妊活を考えたら葉酸を摂取するという知識は、もはや常識になってきています。
しかし、最新の研究では単に胎児の先天異常を防ぐためだけではない、より多角的な役割が明らかになっています。
葉酸の基本的な種類や食事での摂り方に関しては、以前ご紹介したこちらのコラム「妊活必須!葉酸サプリの効果とは」をご参照ください。
今回は、最新のエビデンスに基づいた不妊治療の成績向上や男性の役割、そしてビタミンB群の相乗効果に焦点を当てたアップデート情報をお届けします。
葉酸不足が生む究極の悪役「ホモシステイン」
最新の研究で特に注目されているのが、体内のホモシステインというアミノ酸です 。 葉酸が不足するとこのホモシステインが蓄積し、妊活においてさまざまな悪影響を及ぼす悪役となります 。
・卵子の質の低下: ホモシステイン値が高いと、体外受精における採卵数が減少したり、受精率が低下したりする可能性が指摘されています 。

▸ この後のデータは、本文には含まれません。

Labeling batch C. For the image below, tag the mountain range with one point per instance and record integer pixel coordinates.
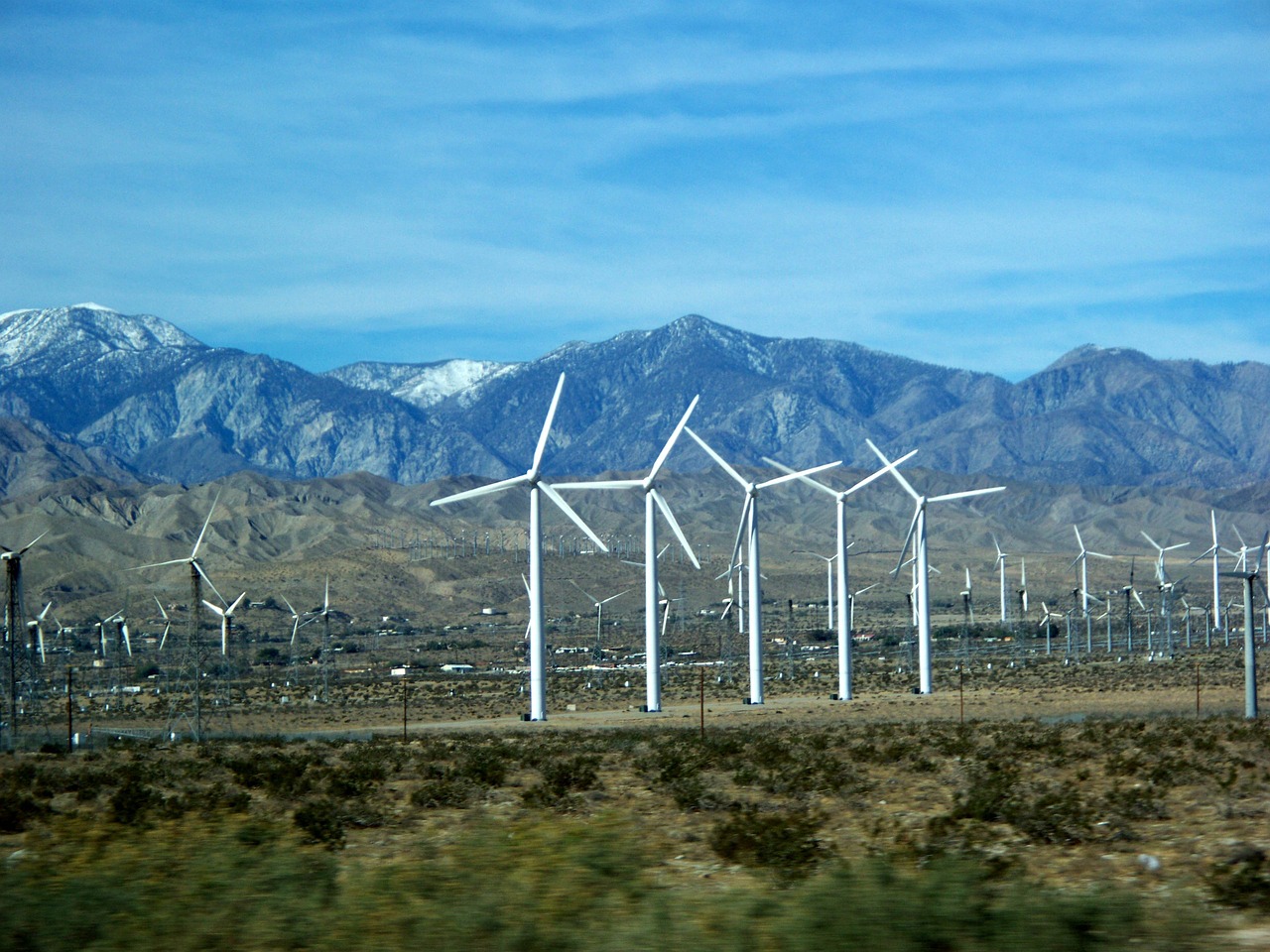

・流産リスクの増加: 高ホモシステイン血症は子宮動脈の血流抵抗を上げ、流産の原因となるリスクを高めます 。
・妊娠合併症のリスク: 母体のホモシステイン濃度が高いと、低出生体重児や妊娠高血圧腎症が増加するという報告があります 。
葉酸を働かせる鍵はビタミンB6・B12との連携
葉酸は単独で働くわけではありません。悪役であるホモシステインを無害化し、赤ちゃんの細胞分裂に必須なメチル基を供給するためには、ビタミンB6とB12の助けが不可欠です 。

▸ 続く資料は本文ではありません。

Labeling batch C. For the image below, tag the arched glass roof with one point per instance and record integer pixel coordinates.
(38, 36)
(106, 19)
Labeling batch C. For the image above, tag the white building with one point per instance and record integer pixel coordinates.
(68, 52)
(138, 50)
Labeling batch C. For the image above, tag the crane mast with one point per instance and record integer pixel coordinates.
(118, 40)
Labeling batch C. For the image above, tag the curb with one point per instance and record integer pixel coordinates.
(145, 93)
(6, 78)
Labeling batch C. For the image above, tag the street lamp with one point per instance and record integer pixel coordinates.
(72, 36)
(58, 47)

・B12がホモシステインをリサイクル: ビタミンB12は、ホモシステインをメチオニンへと戻す代謝をサポートします 。実際に、葉酸とビタミンB12の両方を高く保つことで、体外受精における出生率が向上したという驚きのデータもあります 。
・B6が別の排出ルートを作る: ビタミンB6は、ホモシステインをシスタチオンへと代謝して排出する経路を支えます 。
・DNAメチル化の正常化: これらのビタミンB群が揃うことで、胎児の発育に必須なDNAメチル化が正常に行われます 。
男性の葉酸摂取が精子の質を変える
「葉酸は女性が飲むもの」という認識は、過去のものになりつつあります 。男性にとっても、葉酸は強力な抗酸化物質として極めて重要です 。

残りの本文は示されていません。